Newly-found letters of Nikos Kazantzakis, perhaps Greece’s greatest novelist, have brought out some of his thoughts about his most renowned work, Zorba the Greek, which became an equally acclaimed film and the epitome of the the Greek soul to its admirers.
He had settled in Antibes, Côte d’Azur, while he had already got international recognition as a writer. He stayed there until 1957, a profoundly creative period for him as he started writing more new novels and theatrical pieces and dedicated them to translation.

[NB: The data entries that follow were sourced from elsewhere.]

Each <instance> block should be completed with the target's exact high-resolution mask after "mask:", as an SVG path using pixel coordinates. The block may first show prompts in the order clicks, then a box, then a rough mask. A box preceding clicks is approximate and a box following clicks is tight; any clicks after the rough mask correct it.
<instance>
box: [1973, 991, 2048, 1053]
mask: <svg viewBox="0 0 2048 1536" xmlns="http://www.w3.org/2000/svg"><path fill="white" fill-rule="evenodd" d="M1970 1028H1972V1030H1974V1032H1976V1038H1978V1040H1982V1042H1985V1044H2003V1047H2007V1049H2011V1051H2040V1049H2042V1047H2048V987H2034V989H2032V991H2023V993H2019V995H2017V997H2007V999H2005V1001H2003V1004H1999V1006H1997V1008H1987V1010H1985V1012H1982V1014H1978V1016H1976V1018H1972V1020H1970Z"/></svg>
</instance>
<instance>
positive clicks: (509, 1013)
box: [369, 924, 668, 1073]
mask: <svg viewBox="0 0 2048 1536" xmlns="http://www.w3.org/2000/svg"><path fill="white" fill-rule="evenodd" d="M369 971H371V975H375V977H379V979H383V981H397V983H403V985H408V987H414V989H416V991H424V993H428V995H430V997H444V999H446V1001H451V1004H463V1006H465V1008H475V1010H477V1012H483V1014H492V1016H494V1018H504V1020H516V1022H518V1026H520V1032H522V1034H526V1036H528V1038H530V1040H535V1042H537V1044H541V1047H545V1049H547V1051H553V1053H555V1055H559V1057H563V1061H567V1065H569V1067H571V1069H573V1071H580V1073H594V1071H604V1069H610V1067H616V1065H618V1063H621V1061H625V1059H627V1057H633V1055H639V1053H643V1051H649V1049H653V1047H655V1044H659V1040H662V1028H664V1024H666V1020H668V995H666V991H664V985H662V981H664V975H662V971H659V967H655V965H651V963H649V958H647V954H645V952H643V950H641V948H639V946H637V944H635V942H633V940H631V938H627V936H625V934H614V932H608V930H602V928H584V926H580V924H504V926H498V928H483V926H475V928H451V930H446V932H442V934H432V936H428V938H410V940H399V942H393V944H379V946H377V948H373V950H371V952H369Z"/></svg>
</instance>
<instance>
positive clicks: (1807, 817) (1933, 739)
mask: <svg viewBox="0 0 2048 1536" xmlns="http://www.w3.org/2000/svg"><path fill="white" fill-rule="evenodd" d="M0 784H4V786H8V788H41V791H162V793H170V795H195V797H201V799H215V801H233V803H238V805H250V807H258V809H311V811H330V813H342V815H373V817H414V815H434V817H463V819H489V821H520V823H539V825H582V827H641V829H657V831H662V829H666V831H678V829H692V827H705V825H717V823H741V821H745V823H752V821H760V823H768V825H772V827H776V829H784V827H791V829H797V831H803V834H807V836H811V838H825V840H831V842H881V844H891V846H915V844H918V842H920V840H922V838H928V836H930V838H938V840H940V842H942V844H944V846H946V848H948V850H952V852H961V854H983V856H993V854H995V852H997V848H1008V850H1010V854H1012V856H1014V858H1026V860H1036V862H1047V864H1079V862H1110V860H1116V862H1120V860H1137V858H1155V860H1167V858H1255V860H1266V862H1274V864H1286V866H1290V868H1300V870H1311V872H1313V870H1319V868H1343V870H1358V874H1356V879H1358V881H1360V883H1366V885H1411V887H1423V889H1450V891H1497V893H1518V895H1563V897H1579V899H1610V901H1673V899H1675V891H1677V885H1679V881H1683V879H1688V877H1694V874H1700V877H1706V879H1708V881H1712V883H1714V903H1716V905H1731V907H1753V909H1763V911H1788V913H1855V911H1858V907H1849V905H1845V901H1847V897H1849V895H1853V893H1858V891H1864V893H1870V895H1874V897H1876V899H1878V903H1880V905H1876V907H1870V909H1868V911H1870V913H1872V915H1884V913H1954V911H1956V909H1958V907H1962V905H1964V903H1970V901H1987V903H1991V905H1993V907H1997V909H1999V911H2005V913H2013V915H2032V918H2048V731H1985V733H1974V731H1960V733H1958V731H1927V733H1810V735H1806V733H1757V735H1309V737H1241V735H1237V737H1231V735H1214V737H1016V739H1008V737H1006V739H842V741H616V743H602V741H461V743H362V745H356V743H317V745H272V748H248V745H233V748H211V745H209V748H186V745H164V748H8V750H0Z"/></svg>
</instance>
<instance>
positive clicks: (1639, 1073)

At the same time he began corresponding with his friends in Greece, among them Yiannis Delivasilis, the first conductor of the Philharmonic Orchestra of the Municipality of Sitia and one of his favorite and closest friends. The conductor’s granddaughter Katerina Nikoloudi found some of their letters, while researching his record.
“These are the only pieces of correspondence I have found. I found them randomly in my grandfather’s books. Only a few things from his library have been found, since after his death it was looted,” she said.
Even these samples of his correspondence are important as they revealed much of his creative thinking. For example, Nikoloudi found a letter dated “Paris 05/02/1953” in which Kazantzakis refers to his work on Zorba and what he thought it meant for Crete, which was elevated into the spotlight through the book and again in the film that starred Anthony Quinn as one of the greatest screen characters ever. Kazantzakis and Nikoloudi met on Crete and developed a deep friendship and mutual appreciation.